14.  We have removed license numbers and addresses for privacy reasons.

15.  We rely on the same analysis in rejecting the doctors' contention that the district court should have given an uncertainty of the law instruction. The doctors contend that there is an “ambiguity” as to the proper role of medical extenders under the law. We find no such ambiguity.

16.  There were seven separate defendants in this trial. The parties agreed that counsel for one of the defendants could object on behalf of all defendants in order to expedite the trial process.

17.  As to Quindoza's testimony reading from the local coverage determination document, this document was already in evidence. Anyone can state what a document says or read from it if it has been admitted into evidence, and permitting this testimony was not error.

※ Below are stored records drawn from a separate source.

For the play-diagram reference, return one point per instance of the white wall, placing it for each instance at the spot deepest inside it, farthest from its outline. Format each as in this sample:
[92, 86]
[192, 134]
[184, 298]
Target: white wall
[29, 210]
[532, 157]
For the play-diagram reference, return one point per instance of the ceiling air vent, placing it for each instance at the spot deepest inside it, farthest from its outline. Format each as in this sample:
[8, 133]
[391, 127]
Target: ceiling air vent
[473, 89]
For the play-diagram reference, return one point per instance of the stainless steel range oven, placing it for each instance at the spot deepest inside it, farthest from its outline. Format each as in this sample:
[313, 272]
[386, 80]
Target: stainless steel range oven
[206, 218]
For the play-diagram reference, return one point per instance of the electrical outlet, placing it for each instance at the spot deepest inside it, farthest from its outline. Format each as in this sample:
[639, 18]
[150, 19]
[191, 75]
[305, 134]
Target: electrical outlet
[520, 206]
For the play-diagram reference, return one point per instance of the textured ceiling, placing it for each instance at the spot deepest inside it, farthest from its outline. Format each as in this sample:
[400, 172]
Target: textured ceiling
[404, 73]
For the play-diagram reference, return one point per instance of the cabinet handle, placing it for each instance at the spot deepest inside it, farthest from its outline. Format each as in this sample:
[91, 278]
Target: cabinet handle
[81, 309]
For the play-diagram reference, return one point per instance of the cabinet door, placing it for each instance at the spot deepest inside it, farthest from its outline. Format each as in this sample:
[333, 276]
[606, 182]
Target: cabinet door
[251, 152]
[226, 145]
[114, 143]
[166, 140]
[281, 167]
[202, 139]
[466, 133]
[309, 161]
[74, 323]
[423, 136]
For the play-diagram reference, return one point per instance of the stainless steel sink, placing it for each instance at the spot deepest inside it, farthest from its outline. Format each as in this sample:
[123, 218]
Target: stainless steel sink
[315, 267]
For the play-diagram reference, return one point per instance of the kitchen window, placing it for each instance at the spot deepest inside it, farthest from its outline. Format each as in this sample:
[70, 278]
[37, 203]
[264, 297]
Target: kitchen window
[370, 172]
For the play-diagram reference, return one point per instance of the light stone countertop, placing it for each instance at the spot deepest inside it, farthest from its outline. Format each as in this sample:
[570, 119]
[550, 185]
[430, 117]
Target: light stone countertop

18.  Dr. Ayala and Dr. Willner also contend that the district court erred in not allowing Dr. Ayala and Dr. Willner to call a rebuttal expert. This witness was not properly disclosed, and allowing this testimony would have been error for the same reason that allowing Quindoza's testimony was error.

19.  The “Manner and Means” portion of the indictment (Doc. 26) charges the doctors with altering diagnoses, and medication types and levels, “to make it falsely appear that the patients ․ were qualified for PHP services”; that they would lengthen patient stays not on the basis of medical need, but on the basis of the maximum number of days for which Medicare would pay; that they would authorize treatment and continuation of treatment without examining patients; that they authorized American Therapeutic to use their Medicare numbers so that they could be billed as attending physicians in furtherance of the fraudulent scheme; and that they would deliberately authorize unnecessary sleep studies at American Sleep. (Doc. 26, ¶¶ 11–15).

20.  We remind the reader that the earlier section of this opinion entitled, “II. Medicare Coverage of Partial Hospitalization Services,” is incorporated here.

21.  Evidence of the fraudulent scheme that we discussed in Section III of the first case, United States v. Willner, et al., No. 12–15322, is similar to the evidence of the fraudulent scheme that was admitted at the second trial.